Monday, April 30, 2012
Big Brother, the Internet, and Your Right of Privacy
By Alan Caruba
Most Americans assume that they have a right of privacy guaranteed by the U.S. Constitution and, while several of the Bill of Rights imply this right, it is not specifically expressed.
However, it is understood. In a Supreme Court case, Meyer v Nebraska, 1923, Justice McReynolds perhaps said it best:
"While this court has not attempted to define with exactness the liberty thus guaranteed, the term has received much consideration and some of the included things have been definitely stated. Without doubt, it denotes not merely freedom from bodily restraint but also the right of the individual to contract, to engage in any of the common occupations of life, to acquire useful knowledge, to marry, establish a home and bring up children, to worship God according to the dictates of his own conscience, and generally to enjoy those privileges long recognized at common law as essential to the orderly pursuit of happiness by free men."
So, yes, a right of privacy does exist, but it may not exist for long.
There have been three attempts by Congress to exercise control over the Internet including the Cyber Intelligence Sharing and Protection Act that would empower the companies we depend upon for access to the Internet to collect information on our activities, share it with the government, while refusing to notify us that our Internet use is being monitored. In basic terms, all our emails, Skype chats, web searches and other activities would be made known to a faceless governmental bureaucracy.
This is being put forward as a means to fight the so-called “war on terror” or to thwart cyber attacks.
Alan Gottlieb, a longtime advocate of the Second Amendment, has just created www.nointernettax.org to alert Americans to yet another threat to our privacy to oppose any kind of an Internet tax.
At the state level, the National Governor’s Association has introduced the Streamlined Sales Tax Project (SSTP) for the purpose of establishing a “national collection center” to monitor and audit your Internet purchases. All your personal information and Internet shopping choices would be administered by “a trusted third party” or government body. An alternative would enable to subscribe to a national “cartel” tax collection system. It is unconstitution.
It is in essence the imposition of a national sales tax to fill the coffers of states that have demonstrated an inability to exercise prudence in the way they spend the taxes they already collect.
At the federal level, Sen.

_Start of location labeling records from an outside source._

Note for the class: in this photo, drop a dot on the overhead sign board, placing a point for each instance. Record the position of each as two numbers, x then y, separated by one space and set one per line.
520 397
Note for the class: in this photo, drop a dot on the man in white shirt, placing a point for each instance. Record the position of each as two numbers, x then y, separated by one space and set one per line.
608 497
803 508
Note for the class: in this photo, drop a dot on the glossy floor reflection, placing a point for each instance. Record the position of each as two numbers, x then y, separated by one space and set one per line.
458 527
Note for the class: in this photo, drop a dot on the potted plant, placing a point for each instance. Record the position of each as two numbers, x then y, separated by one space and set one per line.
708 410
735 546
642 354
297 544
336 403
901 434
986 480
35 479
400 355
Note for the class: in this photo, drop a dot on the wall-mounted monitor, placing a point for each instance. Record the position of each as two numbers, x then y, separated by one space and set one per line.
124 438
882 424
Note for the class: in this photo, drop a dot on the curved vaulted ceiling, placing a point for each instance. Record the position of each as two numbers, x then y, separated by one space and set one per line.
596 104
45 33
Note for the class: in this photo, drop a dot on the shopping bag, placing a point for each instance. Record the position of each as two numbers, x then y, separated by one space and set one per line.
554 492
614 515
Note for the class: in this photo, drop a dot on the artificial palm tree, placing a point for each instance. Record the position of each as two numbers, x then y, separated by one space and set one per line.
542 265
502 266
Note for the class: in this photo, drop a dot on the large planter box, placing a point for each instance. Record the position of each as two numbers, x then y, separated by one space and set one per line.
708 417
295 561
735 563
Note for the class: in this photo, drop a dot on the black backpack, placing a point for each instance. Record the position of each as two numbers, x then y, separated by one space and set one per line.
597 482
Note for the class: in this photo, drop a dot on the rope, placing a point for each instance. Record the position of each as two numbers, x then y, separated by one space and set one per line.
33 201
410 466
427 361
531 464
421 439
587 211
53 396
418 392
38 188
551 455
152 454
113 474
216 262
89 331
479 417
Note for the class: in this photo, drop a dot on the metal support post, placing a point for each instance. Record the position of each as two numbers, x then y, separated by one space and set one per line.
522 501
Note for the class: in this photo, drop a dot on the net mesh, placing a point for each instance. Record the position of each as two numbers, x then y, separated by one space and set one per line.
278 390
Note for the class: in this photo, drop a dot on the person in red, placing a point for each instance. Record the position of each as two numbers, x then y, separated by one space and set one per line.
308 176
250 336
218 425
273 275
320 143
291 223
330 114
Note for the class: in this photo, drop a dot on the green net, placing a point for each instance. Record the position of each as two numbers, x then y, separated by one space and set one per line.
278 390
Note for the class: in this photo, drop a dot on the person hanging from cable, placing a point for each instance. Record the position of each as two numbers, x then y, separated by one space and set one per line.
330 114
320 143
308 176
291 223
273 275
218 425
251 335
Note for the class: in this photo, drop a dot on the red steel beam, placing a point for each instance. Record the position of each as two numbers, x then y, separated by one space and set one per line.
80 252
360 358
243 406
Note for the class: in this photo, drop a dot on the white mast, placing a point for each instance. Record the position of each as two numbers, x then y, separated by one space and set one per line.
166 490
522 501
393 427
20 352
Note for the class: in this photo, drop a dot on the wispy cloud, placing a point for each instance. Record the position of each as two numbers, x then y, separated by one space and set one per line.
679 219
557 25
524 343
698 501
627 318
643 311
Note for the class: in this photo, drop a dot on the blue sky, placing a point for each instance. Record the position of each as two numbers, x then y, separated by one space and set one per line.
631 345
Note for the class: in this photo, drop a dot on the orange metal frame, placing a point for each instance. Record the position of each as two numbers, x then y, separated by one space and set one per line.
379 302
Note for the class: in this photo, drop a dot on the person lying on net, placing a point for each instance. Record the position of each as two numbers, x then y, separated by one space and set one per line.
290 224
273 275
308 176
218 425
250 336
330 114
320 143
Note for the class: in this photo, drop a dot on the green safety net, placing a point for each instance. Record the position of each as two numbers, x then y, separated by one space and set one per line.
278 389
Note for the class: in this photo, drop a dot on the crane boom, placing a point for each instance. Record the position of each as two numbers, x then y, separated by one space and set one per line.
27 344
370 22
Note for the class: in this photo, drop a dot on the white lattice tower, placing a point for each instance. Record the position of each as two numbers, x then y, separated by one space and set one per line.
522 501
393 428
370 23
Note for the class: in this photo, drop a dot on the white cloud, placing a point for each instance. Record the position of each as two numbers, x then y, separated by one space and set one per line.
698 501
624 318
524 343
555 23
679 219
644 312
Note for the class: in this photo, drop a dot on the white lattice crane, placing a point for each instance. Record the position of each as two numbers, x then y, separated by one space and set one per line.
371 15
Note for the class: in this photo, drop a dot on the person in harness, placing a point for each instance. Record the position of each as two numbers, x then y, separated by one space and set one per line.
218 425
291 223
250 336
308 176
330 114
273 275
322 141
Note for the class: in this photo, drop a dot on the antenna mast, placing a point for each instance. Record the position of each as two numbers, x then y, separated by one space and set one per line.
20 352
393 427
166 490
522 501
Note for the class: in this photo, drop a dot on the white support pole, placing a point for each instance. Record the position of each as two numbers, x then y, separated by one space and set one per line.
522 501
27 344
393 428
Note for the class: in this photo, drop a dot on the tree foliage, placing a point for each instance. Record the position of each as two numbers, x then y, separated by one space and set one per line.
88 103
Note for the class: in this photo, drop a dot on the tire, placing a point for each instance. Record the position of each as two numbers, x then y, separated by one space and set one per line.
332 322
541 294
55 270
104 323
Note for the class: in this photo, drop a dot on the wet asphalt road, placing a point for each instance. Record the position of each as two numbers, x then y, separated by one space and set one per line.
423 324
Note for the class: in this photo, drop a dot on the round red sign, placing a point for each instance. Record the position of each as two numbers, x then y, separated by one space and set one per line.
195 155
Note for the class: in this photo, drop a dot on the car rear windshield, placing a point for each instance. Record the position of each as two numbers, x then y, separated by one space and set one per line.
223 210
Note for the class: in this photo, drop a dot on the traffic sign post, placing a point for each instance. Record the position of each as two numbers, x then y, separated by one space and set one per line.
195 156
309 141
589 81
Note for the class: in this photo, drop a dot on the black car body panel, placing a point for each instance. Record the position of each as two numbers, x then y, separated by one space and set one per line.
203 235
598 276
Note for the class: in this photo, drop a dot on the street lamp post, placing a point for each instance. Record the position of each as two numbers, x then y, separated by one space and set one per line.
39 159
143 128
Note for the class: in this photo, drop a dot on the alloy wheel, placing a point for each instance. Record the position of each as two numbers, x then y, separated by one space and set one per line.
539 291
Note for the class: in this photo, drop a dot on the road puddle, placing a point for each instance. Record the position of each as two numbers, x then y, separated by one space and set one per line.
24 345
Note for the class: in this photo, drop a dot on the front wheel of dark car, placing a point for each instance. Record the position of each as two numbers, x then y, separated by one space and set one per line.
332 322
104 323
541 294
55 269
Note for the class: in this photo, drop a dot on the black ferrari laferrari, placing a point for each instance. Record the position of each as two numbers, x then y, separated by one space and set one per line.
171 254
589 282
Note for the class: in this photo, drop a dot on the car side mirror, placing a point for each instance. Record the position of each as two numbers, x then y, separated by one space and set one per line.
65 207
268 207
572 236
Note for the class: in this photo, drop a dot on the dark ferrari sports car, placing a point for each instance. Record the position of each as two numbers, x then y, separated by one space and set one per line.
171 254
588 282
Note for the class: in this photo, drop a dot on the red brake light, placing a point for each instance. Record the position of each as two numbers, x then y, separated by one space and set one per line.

Dick Durbin has introduced S. 1452, the “Main Street Fairness Act” and has sponsored S. 1832, the “Marketplace Fairness Act.” Any time you see or hear the words “fair” or “fairness” it is a subterfuge for the redistribution of your wealth and the right of the government to know every aspect of your life. The Durbin legislation would require online retailers to pay sale tax on their transactions, thus yield million for state government.
H.R. 1981 is yet another similar piece of legislation. Under the guise of protecting children from pornography, it would require online service provides to, as Gottlieb points out, “spy on your online activities and provide that information to the government. H.R. 1981 “is all about data retention and requires Internet service providers to keep detailed records of your internet activity, your name, address, bank account numbers, and credit card numbers.”
Your privacy would vanish.
This kind of effort at totalitarian control exists at the international level insofar as the United Nations has long wanted to impose a world tax on Internet users with a special emphasis on financial transactions. In February, the U.S. Commission on Social Development introduced this form of taxation to support a “social protection floor.” It is a direct attack on capitalism which the communist-based U.N. justifies as its own version of a redistribution of wealth. Need it be said that the idea is being supported by Russia, China, India and Brazil among a number of nations seeking to control Internet transactions.
As Gottlieb points out, you already pay taxes on the Internet. “It is taxed in the same way that catalogues, mail order and TV sales are.” Indeed, “Every time you access the Internet, you are paying telecommunications taxes.” Online purchases that are not taxed include travel and financial services, vital to the vitality of the economy.
In 1998, President Bill Clinton signed the Internet Tax Freedom Act into law. It prevents governments from taxing Internet-only activities such as bandwidth, email, or the imposition of multiple taxes on any kind of electronic commerce. It will expire on November 1, 2012 unless extended by Congress.
Gottlieb notes that there are more than 30,000 state and local governments and 7,600 taxing authorities extant in the nation. As we know, most states are in serious financial difficulties, often as the result of government worker unions with which they have signed contracts that provide bountiful retirement and health benefits.
I recommend that you visit http://www.nointernettax.org/ and learn more and then to take action by writing, faxing or emailing your Senators and Representatives to let them know of your opposition to these efforts.
The United States imposes the highest corporate tax in the world and has an unfathomable tax system that sucks vast amounts of money from its citizens. It is $15 trillion in debt because it will not impose any limits on its spending. If any of the proposed measures are passed, not just more of your personal income be tapped, but your privacy will disappear.